Facundo Arana son muchxs. Sólo que él esta empoderado y amplificado por un sistema mediático de flashes y visibilidades que dispone micrófonos y reportajes para su sentido común diseminado. Arana es síntoma. Y a esta altura de la tournée ya no debieran ser solo mujeres las que le salten a la yugular. Ya no debiéramos dejarlas solas. Quizás empiece a ser la hora para “sacar los pies del plato” repleto de sangre y dolor y que nos iniciemos en la digna terea de ser –sin competir– tan fundamentalistas como las feministas radicales. O por lo menos empezar a abandonar esa obscena costumbre de incentivar la indiferencia, que tiende obligatoriamente a beneficiar a quienes son sus victimarios.

* Sociólogo, Dr. en Ciencias Económicas y presidente del Llamamiento Argentino Judío

9 Comentarios

  1. Arana…antes pensaba que eras un pelotudo..ahora pienso que además sos un sorete ?

  2. Cuánta verdad,amigo,quedo expectante de las respuestas de muchos varones dolidos por la subversión femenina y la desintegración de un modelo impuesto desde los orígenes mismos de la humanidad.

  3. Estan creando un moustro, una polémica que en este caso, no tiene sentido, , lei y reelei las declaraciones de Arana, el tipo piensa que la mujer se realiza cuando es madre, esta tan mal, yo me sentí realizado o si queres super feliz cuando fui padre, además acepta que puede haber mujeres que no piensen en la maternidad como objetivo de su realización, no olvidemos que todos los extremos son malos. POR SUERTE LA MUJER HOY DIA TIENE PRESENCIA POR SUS PROPIOS VALORES, PRESIDENTAS, GOBERNADORAS, GERENTAS Y DEMAS. POR ULTIMO VIVA LA YEGUA.

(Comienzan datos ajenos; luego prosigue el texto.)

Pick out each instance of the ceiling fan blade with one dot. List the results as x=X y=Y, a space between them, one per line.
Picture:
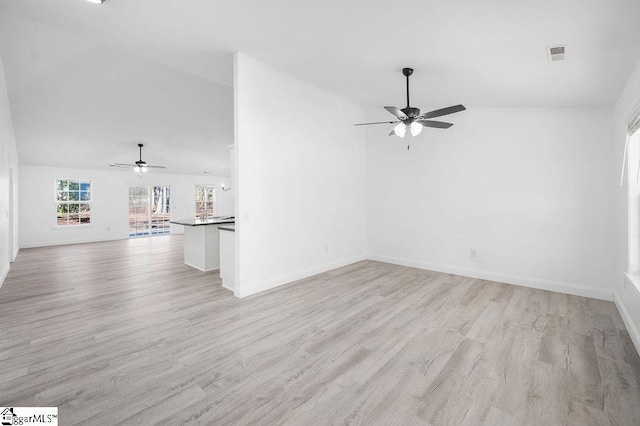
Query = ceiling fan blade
x=395 y=111
x=443 y=111
x=436 y=124
x=377 y=122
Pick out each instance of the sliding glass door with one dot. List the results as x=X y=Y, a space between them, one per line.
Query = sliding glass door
x=149 y=210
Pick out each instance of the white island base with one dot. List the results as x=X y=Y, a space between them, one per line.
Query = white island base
x=202 y=247
x=202 y=241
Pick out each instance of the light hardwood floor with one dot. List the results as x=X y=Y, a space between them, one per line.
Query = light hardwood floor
x=124 y=332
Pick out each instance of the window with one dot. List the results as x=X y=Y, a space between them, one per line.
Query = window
x=73 y=202
x=204 y=201
x=149 y=210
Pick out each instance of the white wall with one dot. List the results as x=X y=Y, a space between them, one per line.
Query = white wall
x=528 y=188
x=627 y=293
x=301 y=178
x=109 y=204
x=8 y=164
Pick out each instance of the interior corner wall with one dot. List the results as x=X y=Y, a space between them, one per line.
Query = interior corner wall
x=627 y=294
x=8 y=165
x=301 y=178
x=528 y=189
x=109 y=207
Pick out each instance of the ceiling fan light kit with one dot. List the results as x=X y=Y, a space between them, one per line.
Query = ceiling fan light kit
x=139 y=165
x=409 y=118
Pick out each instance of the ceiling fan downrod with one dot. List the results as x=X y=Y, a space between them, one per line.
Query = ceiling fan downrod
x=407 y=73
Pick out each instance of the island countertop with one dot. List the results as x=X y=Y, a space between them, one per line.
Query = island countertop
x=199 y=222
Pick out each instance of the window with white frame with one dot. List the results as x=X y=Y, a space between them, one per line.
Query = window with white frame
x=73 y=202
x=204 y=201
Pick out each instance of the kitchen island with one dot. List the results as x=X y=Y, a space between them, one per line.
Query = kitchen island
x=228 y=256
x=202 y=241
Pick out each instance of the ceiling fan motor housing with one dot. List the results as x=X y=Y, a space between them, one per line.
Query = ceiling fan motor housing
x=411 y=112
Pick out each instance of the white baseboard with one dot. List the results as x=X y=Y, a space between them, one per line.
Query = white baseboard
x=65 y=243
x=628 y=321
x=556 y=286
x=289 y=278
x=4 y=273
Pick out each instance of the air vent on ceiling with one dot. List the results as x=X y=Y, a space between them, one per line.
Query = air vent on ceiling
x=556 y=53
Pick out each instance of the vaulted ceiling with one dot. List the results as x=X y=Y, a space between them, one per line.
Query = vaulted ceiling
x=100 y=78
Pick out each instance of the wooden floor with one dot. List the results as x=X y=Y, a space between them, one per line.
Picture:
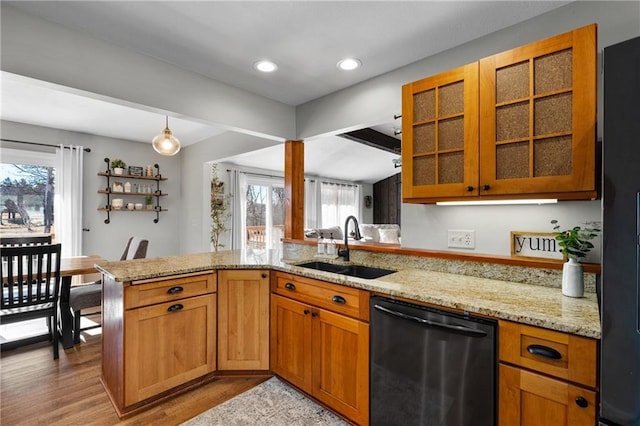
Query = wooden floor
x=36 y=390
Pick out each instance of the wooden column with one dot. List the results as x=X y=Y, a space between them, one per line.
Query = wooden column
x=294 y=189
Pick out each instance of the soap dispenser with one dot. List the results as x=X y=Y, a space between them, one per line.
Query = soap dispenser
x=321 y=248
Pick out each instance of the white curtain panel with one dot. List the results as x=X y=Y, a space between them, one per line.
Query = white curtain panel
x=238 y=208
x=68 y=205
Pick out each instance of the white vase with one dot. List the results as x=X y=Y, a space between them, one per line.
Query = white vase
x=572 y=279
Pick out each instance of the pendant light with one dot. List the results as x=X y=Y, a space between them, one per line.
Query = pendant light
x=165 y=143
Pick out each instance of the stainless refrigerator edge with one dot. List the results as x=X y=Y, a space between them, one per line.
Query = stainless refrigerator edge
x=620 y=291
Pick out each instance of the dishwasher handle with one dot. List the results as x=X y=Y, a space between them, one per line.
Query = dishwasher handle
x=454 y=328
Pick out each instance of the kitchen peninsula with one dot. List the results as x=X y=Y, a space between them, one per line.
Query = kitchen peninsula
x=187 y=284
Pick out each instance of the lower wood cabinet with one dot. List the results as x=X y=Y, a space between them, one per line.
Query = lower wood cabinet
x=546 y=377
x=158 y=335
x=243 y=319
x=324 y=353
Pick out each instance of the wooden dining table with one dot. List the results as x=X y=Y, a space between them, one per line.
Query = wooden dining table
x=70 y=267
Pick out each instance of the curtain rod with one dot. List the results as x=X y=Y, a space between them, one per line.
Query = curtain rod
x=40 y=144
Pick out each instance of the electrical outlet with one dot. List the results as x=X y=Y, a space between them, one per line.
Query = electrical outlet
x=461 y=238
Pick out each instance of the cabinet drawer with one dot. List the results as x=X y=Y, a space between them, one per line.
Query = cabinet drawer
x=341 y=299
x=150 y=292
x=554 y=353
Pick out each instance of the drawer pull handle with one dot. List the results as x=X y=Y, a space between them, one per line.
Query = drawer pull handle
x=338 y=299
x=175 y=308
x=544 y=351
x=582 y=402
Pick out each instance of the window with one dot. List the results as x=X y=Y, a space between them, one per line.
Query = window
x=264 y=212
x=27 y=181
x=338 y=202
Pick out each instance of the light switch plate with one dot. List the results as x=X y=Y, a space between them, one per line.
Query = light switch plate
x=461 y=238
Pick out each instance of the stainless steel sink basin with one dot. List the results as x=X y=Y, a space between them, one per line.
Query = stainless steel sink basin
x=358 y=271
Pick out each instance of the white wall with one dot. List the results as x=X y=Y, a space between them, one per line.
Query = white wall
x=109 y=240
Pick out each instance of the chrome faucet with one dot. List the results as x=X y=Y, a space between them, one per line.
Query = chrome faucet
x=344 y=252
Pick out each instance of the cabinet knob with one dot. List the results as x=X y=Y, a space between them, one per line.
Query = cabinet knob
x=338 y=299
x=175 y=308
x=544 y=351
x=582 y=402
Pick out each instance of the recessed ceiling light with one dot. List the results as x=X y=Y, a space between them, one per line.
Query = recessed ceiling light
x=265 y=66
x=349 y=64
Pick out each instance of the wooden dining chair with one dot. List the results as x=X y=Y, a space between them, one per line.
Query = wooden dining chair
x=85 y=296
x=31 y=286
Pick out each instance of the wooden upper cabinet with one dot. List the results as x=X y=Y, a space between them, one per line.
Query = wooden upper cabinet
x=518 y=124
x=538 y=117
x=440 y=135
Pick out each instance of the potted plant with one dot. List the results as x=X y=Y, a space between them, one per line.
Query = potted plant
x=219 y=208
x=118 y=166
x=574 y=244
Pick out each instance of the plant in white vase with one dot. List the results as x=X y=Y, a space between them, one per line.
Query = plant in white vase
x=118 y=166
x=574 y=244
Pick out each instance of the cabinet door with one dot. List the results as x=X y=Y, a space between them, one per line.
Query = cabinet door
x=538 y=117
x=530 y=399
x=340 y=354
x=291 y=341
x=440 y=136
x=167 y=345
x=243 y=320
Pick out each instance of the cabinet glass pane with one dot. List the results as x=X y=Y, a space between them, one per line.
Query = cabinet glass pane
x=512 y=160
x=553 y=72
x=512 y=121
x=424 y=106
x=424 y=138
x=451 y=133
x=451 y=99
x=552 y=157
x=552 y=114
x=451 y=168
x=424 y=170
x=512 y=82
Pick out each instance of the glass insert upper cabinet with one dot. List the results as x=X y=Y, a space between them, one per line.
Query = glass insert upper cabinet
x=522 y=126
x=538 y=118
x=440 y=135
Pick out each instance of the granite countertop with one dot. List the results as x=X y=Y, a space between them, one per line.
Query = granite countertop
x=525 y=303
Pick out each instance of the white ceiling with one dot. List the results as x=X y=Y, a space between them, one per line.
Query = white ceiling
x=222 y=39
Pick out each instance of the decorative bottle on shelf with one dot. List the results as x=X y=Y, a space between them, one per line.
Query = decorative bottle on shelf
x=331 y=245
x=321 y=248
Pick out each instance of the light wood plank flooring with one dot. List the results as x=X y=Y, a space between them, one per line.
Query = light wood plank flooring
x=36 y=390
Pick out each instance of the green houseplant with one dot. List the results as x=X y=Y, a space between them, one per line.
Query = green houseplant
x=118 y=166
x=574 y=244
x=220 y=203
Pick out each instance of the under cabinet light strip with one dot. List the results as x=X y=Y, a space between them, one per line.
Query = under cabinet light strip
x=496 y=202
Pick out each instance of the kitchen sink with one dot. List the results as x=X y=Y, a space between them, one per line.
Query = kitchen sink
x=358 y=271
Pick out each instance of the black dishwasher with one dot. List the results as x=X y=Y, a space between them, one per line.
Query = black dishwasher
x=430 y=367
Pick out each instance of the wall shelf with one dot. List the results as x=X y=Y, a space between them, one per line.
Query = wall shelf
x=156 y=192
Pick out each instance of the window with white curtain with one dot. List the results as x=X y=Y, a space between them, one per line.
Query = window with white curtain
x=338 y=202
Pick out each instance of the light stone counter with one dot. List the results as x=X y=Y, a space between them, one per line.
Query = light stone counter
x=526 y=303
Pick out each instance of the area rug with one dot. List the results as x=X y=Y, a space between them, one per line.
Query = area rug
x=270 y=403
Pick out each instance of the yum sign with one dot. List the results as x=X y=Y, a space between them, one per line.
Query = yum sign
x=535 y=245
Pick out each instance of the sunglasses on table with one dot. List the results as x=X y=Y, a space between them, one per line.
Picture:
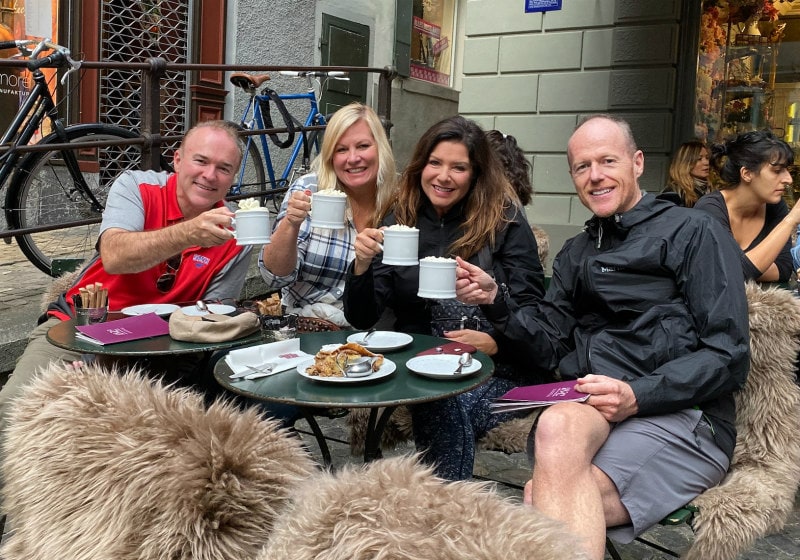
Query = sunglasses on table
x=166 y=281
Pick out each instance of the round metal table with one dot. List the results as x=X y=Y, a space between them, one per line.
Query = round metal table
x=382 y=396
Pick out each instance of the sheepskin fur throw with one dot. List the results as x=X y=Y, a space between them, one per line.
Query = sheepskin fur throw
x=395 y=509
x=758 y=493
x=103 y=466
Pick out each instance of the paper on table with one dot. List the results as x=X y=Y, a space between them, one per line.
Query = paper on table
x=283 y=355
x=533 y=396
x=126 y=329
x=456 y=348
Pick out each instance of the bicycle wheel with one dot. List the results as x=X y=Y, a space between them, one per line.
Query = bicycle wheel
x=251 y=179
x=44 y=193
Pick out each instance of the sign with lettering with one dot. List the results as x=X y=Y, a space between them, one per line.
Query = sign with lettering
x=542 y=5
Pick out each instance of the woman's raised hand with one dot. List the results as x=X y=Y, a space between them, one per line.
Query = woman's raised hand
x=368 y=244
x=473 y=285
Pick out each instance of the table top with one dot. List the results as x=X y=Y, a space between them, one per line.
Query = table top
x=401 y=387
x=63 y=336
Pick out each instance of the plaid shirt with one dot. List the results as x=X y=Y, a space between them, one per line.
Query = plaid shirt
x=322 y=259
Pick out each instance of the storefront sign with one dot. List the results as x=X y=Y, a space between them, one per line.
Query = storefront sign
x=542 y=5
x=426 y=28
x=38 y=19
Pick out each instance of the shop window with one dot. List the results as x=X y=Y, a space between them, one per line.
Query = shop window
x=427 y=52
x=747 y=72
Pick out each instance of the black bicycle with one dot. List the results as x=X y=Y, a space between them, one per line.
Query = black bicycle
x=58 y=195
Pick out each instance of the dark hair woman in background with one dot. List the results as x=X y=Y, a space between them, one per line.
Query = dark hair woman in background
x=753 y=168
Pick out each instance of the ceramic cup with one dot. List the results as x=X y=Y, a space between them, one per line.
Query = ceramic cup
x=327 y=210
x=251 y=227
x=437 y=278
x=90 y=315
x=400 y=246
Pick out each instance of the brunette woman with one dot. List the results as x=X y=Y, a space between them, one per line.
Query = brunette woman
x=455 y=192
x=753 y=167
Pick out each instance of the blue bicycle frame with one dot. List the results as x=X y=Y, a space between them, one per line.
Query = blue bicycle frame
x=313 y=118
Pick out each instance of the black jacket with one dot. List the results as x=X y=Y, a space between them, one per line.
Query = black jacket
x=515 y=262
x=654 y=297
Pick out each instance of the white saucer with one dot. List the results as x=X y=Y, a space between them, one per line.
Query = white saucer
x=217 y=308
x=441 y=366
x=387 y=368
x=382 y=341
x=143 y=309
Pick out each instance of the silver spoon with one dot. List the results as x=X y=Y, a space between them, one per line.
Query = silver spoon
x=464 y=360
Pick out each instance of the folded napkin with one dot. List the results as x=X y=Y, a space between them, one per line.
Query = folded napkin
x=281 y=355
x=211 y=327
x=457 y=348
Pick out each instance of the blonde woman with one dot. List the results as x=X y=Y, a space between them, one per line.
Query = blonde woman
x=308 y=264
x=688 y=174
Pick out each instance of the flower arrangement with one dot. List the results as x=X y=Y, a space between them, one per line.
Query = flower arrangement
x=751 y=10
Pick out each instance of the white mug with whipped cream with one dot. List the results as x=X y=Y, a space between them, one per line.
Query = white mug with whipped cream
x=437 y=278
x=401 y=245
x=251 y=225
x=327 y=209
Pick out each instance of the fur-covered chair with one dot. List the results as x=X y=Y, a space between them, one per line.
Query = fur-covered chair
x=758 y=493
x=100 y=465
x=397 y=509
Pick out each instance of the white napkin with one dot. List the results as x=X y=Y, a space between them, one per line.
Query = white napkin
x=282 y=355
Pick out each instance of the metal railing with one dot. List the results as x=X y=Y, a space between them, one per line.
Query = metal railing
x=150 y=139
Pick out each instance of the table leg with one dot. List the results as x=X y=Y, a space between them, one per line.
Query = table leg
x=308 y=414
x=378 y=417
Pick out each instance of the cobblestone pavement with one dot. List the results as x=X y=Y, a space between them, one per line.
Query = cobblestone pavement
x=512 y=471
x=21 y=283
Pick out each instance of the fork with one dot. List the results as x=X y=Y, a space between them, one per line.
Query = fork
x=368 y=334
x=257 y=372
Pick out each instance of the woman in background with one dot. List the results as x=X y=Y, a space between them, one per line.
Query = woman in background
x=753 y=168
x=688 y=174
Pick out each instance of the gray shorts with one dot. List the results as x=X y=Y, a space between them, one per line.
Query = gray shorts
x=659 y=464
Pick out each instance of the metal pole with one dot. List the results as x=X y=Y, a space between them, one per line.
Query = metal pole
x=151 y=112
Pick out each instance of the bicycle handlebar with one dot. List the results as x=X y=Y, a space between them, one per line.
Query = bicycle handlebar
x=335 y=74
x=57 y=59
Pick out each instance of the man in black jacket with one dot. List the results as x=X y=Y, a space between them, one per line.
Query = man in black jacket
x=647 y=311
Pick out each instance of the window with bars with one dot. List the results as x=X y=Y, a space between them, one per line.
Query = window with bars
x=135 y=31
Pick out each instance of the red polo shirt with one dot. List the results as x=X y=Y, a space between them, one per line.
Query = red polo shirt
x=198 y=266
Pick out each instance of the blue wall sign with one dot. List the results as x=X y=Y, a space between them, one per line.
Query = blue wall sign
x=542 y=5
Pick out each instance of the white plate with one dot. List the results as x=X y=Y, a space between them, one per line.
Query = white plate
x=217 y=308
x=158 y=308
x=387 y=368
x=382 y=341
x=441 y=366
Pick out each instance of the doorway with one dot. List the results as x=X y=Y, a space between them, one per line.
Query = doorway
x=344 y=43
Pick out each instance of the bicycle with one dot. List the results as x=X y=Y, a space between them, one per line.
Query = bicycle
x=257 y=115
x=60 y=189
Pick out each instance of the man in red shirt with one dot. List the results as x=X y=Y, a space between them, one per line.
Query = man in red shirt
x=164 y=239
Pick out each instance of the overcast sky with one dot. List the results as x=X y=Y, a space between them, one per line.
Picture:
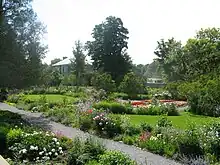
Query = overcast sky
x=147 y=21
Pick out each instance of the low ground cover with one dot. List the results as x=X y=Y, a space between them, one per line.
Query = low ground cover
x=178 y=121
x=22 y=143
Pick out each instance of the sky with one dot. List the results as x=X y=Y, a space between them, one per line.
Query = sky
x=148 y=21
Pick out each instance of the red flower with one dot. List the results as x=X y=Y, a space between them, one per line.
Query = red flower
x=145 y=136
x=89 y=111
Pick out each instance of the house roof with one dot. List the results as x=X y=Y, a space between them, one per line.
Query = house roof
x=66 y=61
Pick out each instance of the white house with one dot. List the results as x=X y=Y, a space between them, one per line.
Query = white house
x=63 y=66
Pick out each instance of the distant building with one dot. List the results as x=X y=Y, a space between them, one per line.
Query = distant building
x=63 y=66
x=155 y=82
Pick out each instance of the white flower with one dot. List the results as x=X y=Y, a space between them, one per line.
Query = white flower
x=36 y=148
x=24 y=151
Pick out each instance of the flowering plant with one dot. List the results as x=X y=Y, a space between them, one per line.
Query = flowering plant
x=33 y=146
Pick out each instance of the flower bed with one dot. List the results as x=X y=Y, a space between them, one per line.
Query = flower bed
x=22 y=143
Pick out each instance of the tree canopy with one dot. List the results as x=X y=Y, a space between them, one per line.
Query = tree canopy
x=21 y=49
x=108 y=49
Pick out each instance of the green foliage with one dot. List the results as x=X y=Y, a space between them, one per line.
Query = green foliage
x=189 y=145
x=84 y=151
x=113 y=107
x=164 y=122
x=78 y=62
x=65 y=115
x=21 y=50
x=115 y=158
x=125 y=96
x=132 y=85
x=108 y=49
x=104 y=81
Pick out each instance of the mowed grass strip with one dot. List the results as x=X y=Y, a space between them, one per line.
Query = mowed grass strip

  4. Coincido totalmente con Jorge, agrego que este Jorge Elbaum tiene pensamientos dementes, no hay nada relacionado con lo que escribio Facundo Arana.

  5. ¿EL SEÑOR ARANA TEMERÁ POR SU FUENTE DE TRABAJO? Como él vive gracias a la representación, al reavivar y rehabilitar constantemente el modelo patriarcal y el statu quo quizá crea que se va a quedar sin trabajo. ¿Dudará de su talento para realizar otras cosas?

    Podrían decir que es un rebrote de machismo pero no, no lo es.
    Es que por primera vez en la historia el feminismo se hizo masivo e independiente de corrientes políticas y clases sociales incluso llegando a hacer tomar conciencia a algunos hombres, entonces aquellos que ven amenazados sus privilegios salen a defenderlos como si fueran derechos o gracias divinas o dotes naturales.
    ¿Qué hacemos? seguimos adelante concientizando e incluso tratando de hacerles entender a estos cosos de que va la libertad y los derechos individuales y colectivos de todas y todos, porque no se dan cuenta que el feminismo consigue derechos para la sociedad toda, ellos incluídos.

  6. El autor estuvo fumando o algo le paso, se subio a una moto que ni siquiera tiene q ver con lo que dijo Arana, que si queres puede ser un pelotudo, pero estuvo lejos de lo q escribio, este muchacho. Lo del fundamentalismo lo piensan un gran porcentaje de mujeres y buena parte de los hombres que queremos cambios y nuevos paradigmas, pero no queremos que el odio sea el combustible del nuevo mundo

  7. bue… la estupidez y la manipulación sobre los temas sensibles de la sociedad están a la hora del día!… hay mujeres que no se sienten realizadas cuando son madres y otras si… no es tan complicado… patriarcado? matriarcado?… nos estamos corriendo del eje… hay que construir una sociedad justa y equitativa… seas mujer, hombre, pobre o rico… el fundamentalismo es peligroso…

  8. «En la historia de las luchas sociales emancipatorias, quienes detentan privilegios califican a los movimientos de sus subordinados, sus sometidos, como expresiones de violencia.Perciben, a quienes quieren liberarse de las ataduras impuestas por un sistema, como colectivos oprobiosos cargados de odio y agresión.» —-> Esta es la clave, y los comentarios de «Carlos», «Ariel». «Florencio» (podría ser cualquier otro nombre masculino) lo confirma.

  9. Se sigue cumpliendo la Ley de Lewis: «Los comentarios en cualquier artículo sobre feminismo justifican el feminismo».